I spent time as an Federal Aviation Administration Air Traffic Controller. I know the FAA monitors most jump planes as they climb to altitude. In this day and age, ATC tracks aircraft equipped with an altitude encoder and altimeter. With Mode C, ATC will actually see the flight-level altitude on the radar screen if the transponder is operating in the Mode C or ALT (altitude) mode. This flight data is stored by ATC in case there is an incident or accident related to the flight. ATC knows when jump planes climb to altitudes greater than 14,000 feet MSL. Controllers can only assume jump pilots are complying with Part 91.211 during those high-altitude excursions.
From a safety standpoint, we've learned through the years that repeated exposure to high altitudes without supplemental oxygen is dangerous and harmful to humans. The effect of hypoxia is often insidious and cumulative (i.e., the pilot, crew and passengers may be unaware of the harmful effects).

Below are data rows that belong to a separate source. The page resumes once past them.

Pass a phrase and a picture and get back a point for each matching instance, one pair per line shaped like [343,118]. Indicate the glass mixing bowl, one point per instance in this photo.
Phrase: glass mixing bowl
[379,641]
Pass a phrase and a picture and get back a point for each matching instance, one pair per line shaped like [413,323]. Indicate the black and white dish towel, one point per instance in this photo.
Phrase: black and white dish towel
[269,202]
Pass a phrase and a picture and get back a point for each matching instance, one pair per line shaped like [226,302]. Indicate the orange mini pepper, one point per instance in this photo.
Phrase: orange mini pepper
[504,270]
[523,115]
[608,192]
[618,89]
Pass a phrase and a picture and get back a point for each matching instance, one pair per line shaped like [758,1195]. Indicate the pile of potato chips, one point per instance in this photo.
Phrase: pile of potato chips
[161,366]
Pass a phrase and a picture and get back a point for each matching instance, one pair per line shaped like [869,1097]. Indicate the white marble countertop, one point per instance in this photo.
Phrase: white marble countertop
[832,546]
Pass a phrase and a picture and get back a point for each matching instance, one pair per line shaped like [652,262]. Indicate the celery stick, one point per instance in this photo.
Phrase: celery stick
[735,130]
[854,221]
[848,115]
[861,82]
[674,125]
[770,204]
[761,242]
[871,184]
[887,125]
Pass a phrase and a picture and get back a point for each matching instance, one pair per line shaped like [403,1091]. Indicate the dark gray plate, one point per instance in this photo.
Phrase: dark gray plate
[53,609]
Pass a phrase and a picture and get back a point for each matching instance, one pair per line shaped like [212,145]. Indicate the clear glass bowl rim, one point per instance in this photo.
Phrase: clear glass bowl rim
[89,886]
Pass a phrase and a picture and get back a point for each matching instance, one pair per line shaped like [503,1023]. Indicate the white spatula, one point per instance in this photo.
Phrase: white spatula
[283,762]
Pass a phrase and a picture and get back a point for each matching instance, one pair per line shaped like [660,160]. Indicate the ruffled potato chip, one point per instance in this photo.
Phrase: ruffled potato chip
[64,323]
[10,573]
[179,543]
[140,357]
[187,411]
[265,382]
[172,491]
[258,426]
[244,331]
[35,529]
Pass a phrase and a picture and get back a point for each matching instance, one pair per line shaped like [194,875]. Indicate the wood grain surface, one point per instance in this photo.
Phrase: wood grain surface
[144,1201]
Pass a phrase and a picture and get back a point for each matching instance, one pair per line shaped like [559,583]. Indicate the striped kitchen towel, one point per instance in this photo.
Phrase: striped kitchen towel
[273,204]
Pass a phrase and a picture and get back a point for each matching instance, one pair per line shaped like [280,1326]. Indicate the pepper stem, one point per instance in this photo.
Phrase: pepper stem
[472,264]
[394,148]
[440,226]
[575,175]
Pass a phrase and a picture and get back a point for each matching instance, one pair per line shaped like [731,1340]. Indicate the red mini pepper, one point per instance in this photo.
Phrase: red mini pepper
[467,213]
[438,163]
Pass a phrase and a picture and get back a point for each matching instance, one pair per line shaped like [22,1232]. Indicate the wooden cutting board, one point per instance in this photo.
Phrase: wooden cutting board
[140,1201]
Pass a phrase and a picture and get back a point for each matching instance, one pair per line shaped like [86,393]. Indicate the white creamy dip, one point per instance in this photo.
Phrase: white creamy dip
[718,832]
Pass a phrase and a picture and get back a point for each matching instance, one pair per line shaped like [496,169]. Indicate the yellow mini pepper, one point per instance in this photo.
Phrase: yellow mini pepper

When I approached the owner and managers of this particular skydiving operation about exits above 14,000 feet MSL, they remarked that “it’s good business” and “the skydivers love it.” DZOs should be aware that the FAA can suspend or revoke a jump pilot’s flight certificate for violating FAR 91.211. That could be very bad for business.
I am concerned that our beloved sport may someday be jeopardized by one or more court actions that confirm drop zones were negligent in providing safe and legal flight environment for jumpers climbing to altitude. Perhaps the best way to address this very real problem is by making FAR 91.211 a part of annual USPA Safety Day presentations across the country? Another consideration would be to include the FAR 91.211 altitude warning on placards inside jump aircraft along with seatbelt warnings.
Russ Manhold | D-2216
Editor’s note: All drop zones must follow Federal Aviation Regulation 91.211, which states the following:
(a) General. No person may operate a civil aircraft of U.S. registry—
(1) At cabin pressure altitudes above 12,500 feet (MSL) up to and including 14,000 feet (MSL) unless the required minimum flight crew is provided with and uses supplemental oxygen for that part of the flight at those altitudes that is of more than 30 minutes duration;
(2) At cabin pressure altitudes above 14,000 feet (MSL) unless the required minimum flight crew is provided with and uses supplemental oxygen during the entire flight time at those altitudes; and
(3) At cabin pressure altitudes above 15,000 feet (MSL) unless each occupant of the aircraft is provided with supplemental oxygen.”